On this episode of IT Visionaries, Ravi Kumar, President of Infosys, discusses the importance of how we can reshape our education system by adopting life-long learning techniques and how the hiring process will shift in the future.
Best Advice: “Most CIOs have their act right on getting financial capital for digital transformation, very few have it right in getting digital capital.”
Key Takeaways
- The future of work is moving from private human capital toward a private + public + machines model.
- Becoming a lifelong learner will be necessary to have success in the future.
- Hiring talent on the potential for learnability is the approach you need to take in order to create a pool of employees that will serve you well in the future.

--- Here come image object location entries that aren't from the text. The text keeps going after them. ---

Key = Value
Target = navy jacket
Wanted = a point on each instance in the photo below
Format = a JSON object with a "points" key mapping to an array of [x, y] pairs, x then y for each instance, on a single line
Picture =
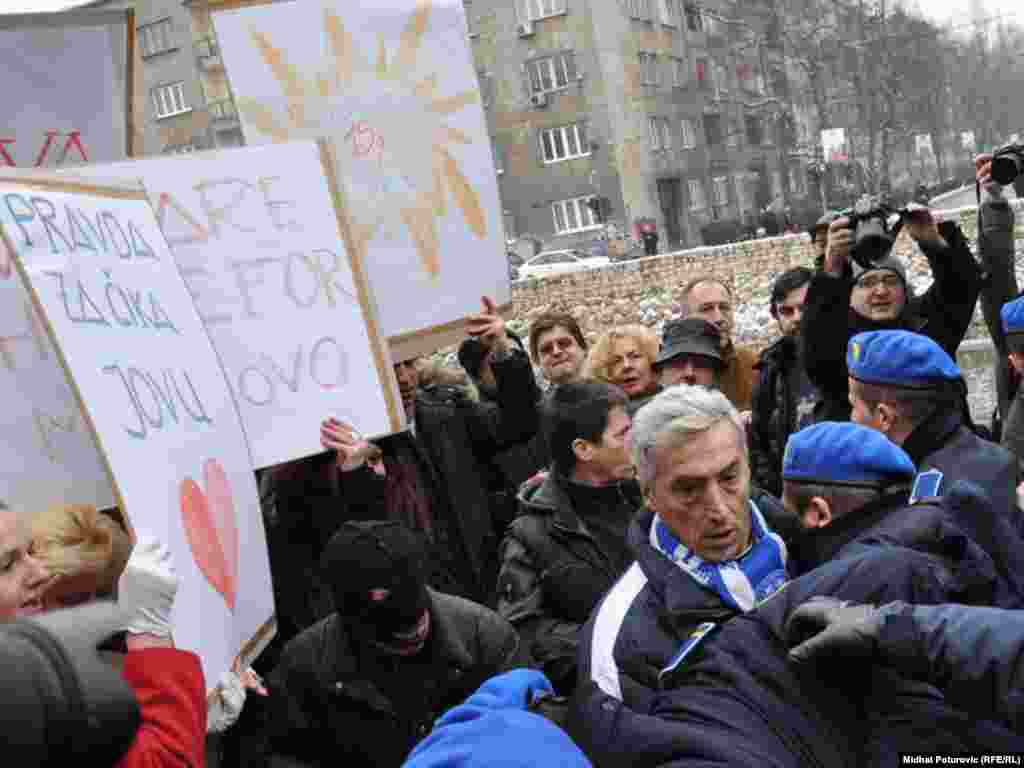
{"points": [[738, 702]]}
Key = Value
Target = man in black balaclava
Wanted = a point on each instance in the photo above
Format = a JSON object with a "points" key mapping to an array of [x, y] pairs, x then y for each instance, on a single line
{"points": [[367, 683]]}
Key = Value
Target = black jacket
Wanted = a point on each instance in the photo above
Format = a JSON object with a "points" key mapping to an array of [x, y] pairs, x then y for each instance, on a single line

For an in-depth look at this episode, continue below.
The pace of change has never moved so rapidly, yet it will never move more slowly. As enterprises shift their focus to A.I. and machine learning, the result is a dwindling number of jobs occupied by their human counterparts. For Ravi Kumar, President and Deputy Chief Operating Officer at Infosys, the mission is not to eliminate those opportunities, but rather to build an ecosystem that allows humans, machines and public and private enterprises to work cohesively.
Ravi runs Infosys, one of the leading consultancy firms with 225,000 global employees focused on the future of the workplace and how it will combine private full-time workers, public freelancers and bots.
With a converging confluence altering how work will be done in the future, Kumar envisions a three-tier approach, in what he calls private human capital, with the first setting a standard that humans are expected to find issues, while machines work to solve them.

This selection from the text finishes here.